Let $\gamma(s)$ be a curve in $\mathbb{R}^3$ parametrized by its arc length, with curvature and torsion not $0$. Let $f(s)=\mid\mid \gamma(s) - C(s_0) \mid \mid ^2-r(s_0)^2$, where $C(s_0)$ is the center of the osculator sphere and $r(s_0)$ is the radii of this sphere.
Suppose that $\ f(s_0)=f'(s_0)=f''(s_0)=f'''(s_0)=0$, and that $f^{(4)}(s_0)\neq0.$ Decide if $\gamma(s)$ cross the osculator sphere on $\gamma(s_0)$.
I really don't know how to attack this problem.

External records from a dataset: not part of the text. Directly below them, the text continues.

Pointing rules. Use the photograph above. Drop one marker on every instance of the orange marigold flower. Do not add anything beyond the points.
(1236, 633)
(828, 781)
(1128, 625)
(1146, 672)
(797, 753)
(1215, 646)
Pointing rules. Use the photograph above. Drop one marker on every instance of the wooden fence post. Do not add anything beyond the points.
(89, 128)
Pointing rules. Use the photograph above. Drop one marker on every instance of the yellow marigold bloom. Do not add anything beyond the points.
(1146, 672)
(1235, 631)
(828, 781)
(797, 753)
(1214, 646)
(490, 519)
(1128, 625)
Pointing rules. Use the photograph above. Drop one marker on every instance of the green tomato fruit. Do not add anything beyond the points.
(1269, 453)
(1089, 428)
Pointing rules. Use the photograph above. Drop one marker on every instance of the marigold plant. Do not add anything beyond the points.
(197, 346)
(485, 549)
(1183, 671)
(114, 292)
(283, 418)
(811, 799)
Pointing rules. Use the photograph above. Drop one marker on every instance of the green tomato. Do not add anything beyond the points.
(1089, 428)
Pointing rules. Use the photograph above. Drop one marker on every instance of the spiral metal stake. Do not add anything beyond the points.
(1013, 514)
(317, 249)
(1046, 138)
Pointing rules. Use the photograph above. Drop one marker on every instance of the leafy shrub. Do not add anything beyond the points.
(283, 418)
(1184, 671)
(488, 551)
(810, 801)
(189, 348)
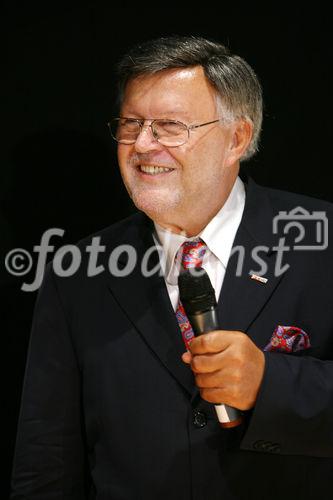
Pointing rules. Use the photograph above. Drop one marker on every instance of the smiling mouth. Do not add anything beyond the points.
(154, 169)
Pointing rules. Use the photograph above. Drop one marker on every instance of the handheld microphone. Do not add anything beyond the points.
(197, 295)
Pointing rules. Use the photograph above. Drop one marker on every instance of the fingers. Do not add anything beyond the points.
(213, 342)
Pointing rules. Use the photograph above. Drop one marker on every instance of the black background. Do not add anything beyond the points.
(58, 165)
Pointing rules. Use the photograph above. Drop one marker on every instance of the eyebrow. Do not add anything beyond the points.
(172, 114)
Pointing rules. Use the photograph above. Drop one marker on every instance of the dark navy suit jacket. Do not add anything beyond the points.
(110, 411)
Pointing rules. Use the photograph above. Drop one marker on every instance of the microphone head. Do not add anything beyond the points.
(195, 291)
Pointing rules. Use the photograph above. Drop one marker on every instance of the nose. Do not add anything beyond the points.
(146, 141)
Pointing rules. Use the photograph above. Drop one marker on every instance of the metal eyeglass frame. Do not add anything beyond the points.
(151, 126)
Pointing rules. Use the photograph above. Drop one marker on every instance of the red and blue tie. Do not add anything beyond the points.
(190, 255)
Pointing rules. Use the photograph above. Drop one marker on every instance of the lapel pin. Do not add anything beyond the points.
(258, 278)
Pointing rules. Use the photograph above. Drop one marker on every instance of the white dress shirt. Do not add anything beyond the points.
(219, 235)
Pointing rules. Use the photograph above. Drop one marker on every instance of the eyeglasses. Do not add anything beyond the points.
(170, 133)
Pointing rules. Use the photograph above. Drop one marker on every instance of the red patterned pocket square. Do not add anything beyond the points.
(288, 339)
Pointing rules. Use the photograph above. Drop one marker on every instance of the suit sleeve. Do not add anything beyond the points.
(49, 455)
(293, 414)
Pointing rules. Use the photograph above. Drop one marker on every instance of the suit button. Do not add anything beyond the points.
(258, 445)
(199, 419)
(274, 448)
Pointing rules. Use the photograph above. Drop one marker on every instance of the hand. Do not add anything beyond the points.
(228, 367)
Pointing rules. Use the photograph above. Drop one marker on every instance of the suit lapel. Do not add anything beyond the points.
(146, 302)
(242, 298)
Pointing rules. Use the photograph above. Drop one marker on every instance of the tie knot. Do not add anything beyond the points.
(192, 253)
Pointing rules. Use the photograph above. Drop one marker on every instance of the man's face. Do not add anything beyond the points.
(195, 173)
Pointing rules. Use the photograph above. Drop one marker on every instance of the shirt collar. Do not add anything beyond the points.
(219, 234)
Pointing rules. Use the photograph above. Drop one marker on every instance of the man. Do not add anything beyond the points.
(112, 386)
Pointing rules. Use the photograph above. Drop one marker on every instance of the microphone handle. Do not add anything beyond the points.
(205, 322)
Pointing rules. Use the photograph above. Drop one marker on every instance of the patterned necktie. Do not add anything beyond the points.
(190, 254)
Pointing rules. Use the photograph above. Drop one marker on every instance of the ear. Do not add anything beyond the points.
(241, 135)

I know that
$$C(s_0)=\gamma(s)+\frac{1}{k(s_0)}N(s_0)+\frac{k'(s_0)}{k(s_0)^2\tau(s_0)}B(s_0)$$
and
$$r(s_0)=\displaystyle\sqrt{\frac{1}{k(s_0)^2}+\Big(\frac{k'(s_0)}{k(s_0)^2\tau(s_0)}\Big)^2}$$
They're asking me to prove that the contact between the sphere and the curve is exactly $3$, but I don't know how to do it with no information about the curve.
What are the criterions to decide whether or not the curve crosses the sphere?
Thanks for your time.
You don't need the formulas you quote.
Since it is specifically assumed that the first nonvanishing derivative of $f$ at $s_0$ has even order $4$ the function has a strict local extremum at $s_0$. It follows that the curve does not cross the osculator sphere at the point $\gamma(s_0)$.